Nuclear hormone receptors exert transcriptional activation of target genes upon hormone induction via interactions with the basal transcription machinery. This interaction is mediated by cofactors which physically bind to receptors, thereby acting as coactivators or corepressors leading to activation or repression, respectively. Here we report the screening for and cloning of a peroxisome proliferator receptor-interacting protein, the rat homolog of TIF2. By sequence comparison with the related coactivator SRC-1, we identified three short conserved motifs (NR boxes) in both proteins which are the putative binding sites of TIF2 to nuclear hormone receptors.
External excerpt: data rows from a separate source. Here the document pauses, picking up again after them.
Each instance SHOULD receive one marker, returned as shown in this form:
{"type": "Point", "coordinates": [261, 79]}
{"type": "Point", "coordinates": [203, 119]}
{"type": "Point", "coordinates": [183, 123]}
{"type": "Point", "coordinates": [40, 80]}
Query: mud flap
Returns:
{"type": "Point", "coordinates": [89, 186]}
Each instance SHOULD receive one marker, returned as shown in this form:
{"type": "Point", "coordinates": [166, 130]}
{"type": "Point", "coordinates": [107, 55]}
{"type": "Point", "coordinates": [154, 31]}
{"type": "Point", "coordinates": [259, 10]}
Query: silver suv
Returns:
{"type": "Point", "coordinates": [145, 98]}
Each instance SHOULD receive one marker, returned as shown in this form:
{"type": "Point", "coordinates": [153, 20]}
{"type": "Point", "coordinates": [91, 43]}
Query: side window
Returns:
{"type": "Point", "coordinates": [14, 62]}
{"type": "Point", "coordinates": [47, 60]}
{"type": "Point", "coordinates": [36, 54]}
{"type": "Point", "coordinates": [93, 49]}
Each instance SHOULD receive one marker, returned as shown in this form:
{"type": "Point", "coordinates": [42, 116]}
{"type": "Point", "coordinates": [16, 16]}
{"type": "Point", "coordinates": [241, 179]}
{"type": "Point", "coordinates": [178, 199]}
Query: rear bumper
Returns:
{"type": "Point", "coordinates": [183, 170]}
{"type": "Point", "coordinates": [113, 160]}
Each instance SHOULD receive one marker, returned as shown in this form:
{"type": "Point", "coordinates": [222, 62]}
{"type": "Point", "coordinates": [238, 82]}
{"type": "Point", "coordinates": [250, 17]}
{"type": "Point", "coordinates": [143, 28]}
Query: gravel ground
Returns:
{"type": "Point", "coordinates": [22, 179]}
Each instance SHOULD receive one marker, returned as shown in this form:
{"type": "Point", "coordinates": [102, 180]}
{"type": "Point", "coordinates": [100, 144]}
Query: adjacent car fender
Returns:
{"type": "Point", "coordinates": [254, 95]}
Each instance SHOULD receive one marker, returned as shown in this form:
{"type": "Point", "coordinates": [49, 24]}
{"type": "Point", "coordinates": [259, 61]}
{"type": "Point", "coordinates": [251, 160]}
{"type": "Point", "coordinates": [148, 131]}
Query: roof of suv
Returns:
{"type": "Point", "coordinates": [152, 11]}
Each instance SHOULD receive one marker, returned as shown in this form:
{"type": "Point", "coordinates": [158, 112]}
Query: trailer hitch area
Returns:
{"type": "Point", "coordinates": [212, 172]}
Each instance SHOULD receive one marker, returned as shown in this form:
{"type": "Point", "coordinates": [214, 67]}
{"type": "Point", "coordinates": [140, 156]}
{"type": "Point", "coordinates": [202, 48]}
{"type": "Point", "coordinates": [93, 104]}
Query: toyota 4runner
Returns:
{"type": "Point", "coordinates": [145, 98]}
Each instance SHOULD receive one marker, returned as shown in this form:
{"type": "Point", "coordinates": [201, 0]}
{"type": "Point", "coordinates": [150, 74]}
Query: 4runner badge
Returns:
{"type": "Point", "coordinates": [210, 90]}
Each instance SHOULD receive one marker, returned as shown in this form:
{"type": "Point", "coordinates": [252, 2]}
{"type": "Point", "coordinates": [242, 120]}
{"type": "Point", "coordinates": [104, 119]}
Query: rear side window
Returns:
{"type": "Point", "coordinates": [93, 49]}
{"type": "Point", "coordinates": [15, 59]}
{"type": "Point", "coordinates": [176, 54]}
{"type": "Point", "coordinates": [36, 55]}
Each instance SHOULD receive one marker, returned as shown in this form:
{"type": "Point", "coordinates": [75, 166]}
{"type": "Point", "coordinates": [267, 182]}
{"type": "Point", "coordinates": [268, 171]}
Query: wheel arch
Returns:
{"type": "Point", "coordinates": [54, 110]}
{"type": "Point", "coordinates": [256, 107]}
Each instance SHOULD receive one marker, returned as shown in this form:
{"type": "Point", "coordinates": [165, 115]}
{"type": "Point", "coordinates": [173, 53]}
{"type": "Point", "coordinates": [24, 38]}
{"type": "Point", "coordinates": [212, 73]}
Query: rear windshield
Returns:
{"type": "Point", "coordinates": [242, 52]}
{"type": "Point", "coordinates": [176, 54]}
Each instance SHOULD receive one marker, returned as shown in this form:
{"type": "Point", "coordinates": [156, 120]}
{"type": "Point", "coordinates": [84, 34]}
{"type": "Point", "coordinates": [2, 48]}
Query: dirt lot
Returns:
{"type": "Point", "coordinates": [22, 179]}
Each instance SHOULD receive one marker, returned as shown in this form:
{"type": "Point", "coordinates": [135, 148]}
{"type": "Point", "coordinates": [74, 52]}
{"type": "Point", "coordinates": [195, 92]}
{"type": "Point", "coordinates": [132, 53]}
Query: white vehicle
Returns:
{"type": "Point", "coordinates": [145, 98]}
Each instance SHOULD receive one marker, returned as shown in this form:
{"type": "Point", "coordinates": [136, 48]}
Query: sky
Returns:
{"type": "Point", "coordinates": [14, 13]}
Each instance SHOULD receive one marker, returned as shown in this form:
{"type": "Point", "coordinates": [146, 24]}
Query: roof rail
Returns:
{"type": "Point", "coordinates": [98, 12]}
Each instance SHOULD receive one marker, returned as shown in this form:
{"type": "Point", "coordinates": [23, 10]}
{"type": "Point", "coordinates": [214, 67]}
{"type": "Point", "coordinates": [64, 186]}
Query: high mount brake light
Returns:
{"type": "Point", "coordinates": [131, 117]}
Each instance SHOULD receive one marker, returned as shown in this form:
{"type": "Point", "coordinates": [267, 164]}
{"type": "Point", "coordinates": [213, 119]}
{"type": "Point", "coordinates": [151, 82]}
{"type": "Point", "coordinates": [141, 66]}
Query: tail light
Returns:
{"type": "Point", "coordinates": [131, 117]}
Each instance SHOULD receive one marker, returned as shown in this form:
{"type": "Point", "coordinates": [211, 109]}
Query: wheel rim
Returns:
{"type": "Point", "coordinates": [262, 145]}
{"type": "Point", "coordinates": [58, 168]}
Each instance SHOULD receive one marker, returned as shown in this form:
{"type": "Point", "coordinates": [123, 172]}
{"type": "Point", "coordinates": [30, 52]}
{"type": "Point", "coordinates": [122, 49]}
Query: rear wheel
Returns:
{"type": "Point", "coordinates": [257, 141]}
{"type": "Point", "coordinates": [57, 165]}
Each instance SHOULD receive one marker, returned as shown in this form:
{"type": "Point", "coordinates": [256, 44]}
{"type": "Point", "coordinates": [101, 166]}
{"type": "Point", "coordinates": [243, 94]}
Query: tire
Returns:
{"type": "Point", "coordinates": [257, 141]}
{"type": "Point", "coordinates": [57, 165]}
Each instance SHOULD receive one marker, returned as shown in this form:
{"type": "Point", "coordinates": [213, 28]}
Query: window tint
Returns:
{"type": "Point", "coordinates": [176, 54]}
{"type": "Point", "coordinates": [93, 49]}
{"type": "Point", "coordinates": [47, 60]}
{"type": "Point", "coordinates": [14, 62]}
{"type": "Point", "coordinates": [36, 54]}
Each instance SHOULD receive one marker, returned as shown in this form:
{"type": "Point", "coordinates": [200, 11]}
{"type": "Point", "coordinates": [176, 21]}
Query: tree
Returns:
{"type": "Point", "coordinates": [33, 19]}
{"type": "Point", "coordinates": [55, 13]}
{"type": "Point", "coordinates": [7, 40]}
We demonstrate here by generation of amino acid exchanges within the NR boxes that all three boxes located in the receptor interaction domain of TIF2 are necessary and sufficient for interaction. The three boxes individually can bind to hormone receptors but display preferences in binding for certain receptors. In addition, we show that the interaction domain of TIF2 can compete with other AF-2-dependent cofactors for binding to receptors. Finally, we demonstrate cooperative binding of two TIF2 molecules to a heterodimeric nuclear receptor complex even in the presence of only one cognate ligand, indicating an allosteric effect on the heterodimeric partner upon coactivator binding.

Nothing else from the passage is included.